Segne auch, Höchster, meine Feinde

DEUTSCHLAND, mda. „Segne auch, Höchster, meine Feinde.“ Auf einmal sind die Leute am Postschalter, die vorhin noch so stumm und genervt in der Schlange gestanden haben, mittendrin in einem Gespräch über Verletzungen und Versöhnung, über Feindschaften am Arbeitsplatz und in der Familie, über die Kraft, die es kosten kann, an einen konkreten Menschen, der einem Unrecht und Schmerz zugefügt hat, auch nur zu denken, ohne ihn schlechtreden zu wollen oder Schlimmeres. „Geben Sie mir noch zehn“, sagt die junge Frau, die das Gespräch ausgelöst hat. „So eine Briefmarke hatte ich noch nie.“ Und hinter ihr meint jemand: „Ich glaub, ich leg mir eine auf den Schreibtisch.“ – „Segne auch, Höchster, meine Feinde.“ Die Sonderbriefmarke zum 100. Geburtstag des Priesters Karl Leisner, in dieser Woche herausgegeben, bewegt mit ihrer Schlichtheit und der Stärke des Zitates aus dem letzten Tagebucheintrag (25. 7. 1945, S. 37) dieses jungen Menschen vom Niederrhein, der kurz nach der Befreiung des Konzentrationslagers Dachau an seiner Tuberkulose-Erkrankung verstarb: Segne auch, Höchster, meine Feinde. Am 28. Februar 2015 ist sein 100. Geburtstag.

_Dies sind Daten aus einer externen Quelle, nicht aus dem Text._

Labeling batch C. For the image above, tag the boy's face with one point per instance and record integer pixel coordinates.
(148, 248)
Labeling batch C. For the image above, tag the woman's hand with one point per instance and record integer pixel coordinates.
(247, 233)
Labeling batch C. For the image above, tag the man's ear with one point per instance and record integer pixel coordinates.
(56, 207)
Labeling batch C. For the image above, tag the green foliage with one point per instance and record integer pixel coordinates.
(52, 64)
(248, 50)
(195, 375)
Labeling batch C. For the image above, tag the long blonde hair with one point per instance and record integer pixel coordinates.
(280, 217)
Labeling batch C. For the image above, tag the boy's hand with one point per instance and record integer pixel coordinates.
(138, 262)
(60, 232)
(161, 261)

Die Grafiker Prof. Daniela Haufe und Prof. Detlef Fiedler aus Berlin gestalteten das Sonderpostwertzeichen, das einen Wert von 62 Cent hat. Die Briefmarke ist seit dem 5. Februar 2015 in den Verkaufsstellen der Deutschen Post AG erhältlich und wird am 9. Februar um 12.00 Uhr in der Aula des Bischöflichen Priesterseminars Borromaeum (Domplatz 8, 48143 Münster) der Öffentlichkeit vorgestellt.  Ein Album mit Erstdrucken des Sonderpostwertzeichens erhalten u.a. Bischof Dr. Felix Genn, Monika Kaiser-Haas, Vizepräsidentin des Internationalen Karl-Leisner-Kreises (IKLK) e.V., sowie Pfarrer Benedikt Elshoff, Präsident des IKLK e.V., von dem die Initiative für die Sondermarke ausging.

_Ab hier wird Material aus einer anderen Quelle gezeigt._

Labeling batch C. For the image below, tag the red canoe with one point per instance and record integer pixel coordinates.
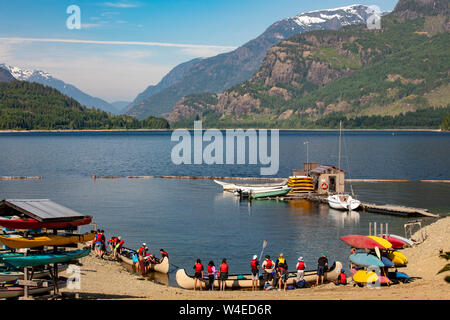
(34, 224)
(363, 242)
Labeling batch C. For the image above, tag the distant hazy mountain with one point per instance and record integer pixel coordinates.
(5, 75)
(65, 88)
(223, 71)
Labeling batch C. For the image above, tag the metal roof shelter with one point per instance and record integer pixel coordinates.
(40, 209)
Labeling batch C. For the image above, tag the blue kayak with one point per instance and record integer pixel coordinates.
(366, 260)
(387, 263)
(45, 258)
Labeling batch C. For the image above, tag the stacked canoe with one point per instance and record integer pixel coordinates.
(372, 266)
(301, 184)
(26, 247)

Der 100. Geburtstag von Karl Leisner, der am 23. Juni 1996 im Berliner Olympiastadion durch Papst Johannes Paul II. seliggesprochen wurde, bewegt nicht nur die Menschen am Postschalter in Lohmar. Im Xantener Stiftsmuseum findet bis Ende Juni eine Ausstellung zum Seligen Karl Leisner statt. Eine Wanderausstellung aus ca. 13 Roll-Ups ist in verschiedenen Städten Deutschlands zu Gast.

Im Franz-Hitze-Haus in Münster findet im Frühjahr eine Tagung zu Karl Leisner statt. Diese ist vom IKLK initiiert; genauso wie Briefmarke, Ausstellung in Xanten und die Gedenkstatue in Kleve, die bereits Ende letzten Jahres zum 70. Jahrestag der Priesterweihe Karl Leisners im Konzentrationslager Dachau aufgestellt wurde.

Ein Schönstätter des zweiten Jahrhunderts…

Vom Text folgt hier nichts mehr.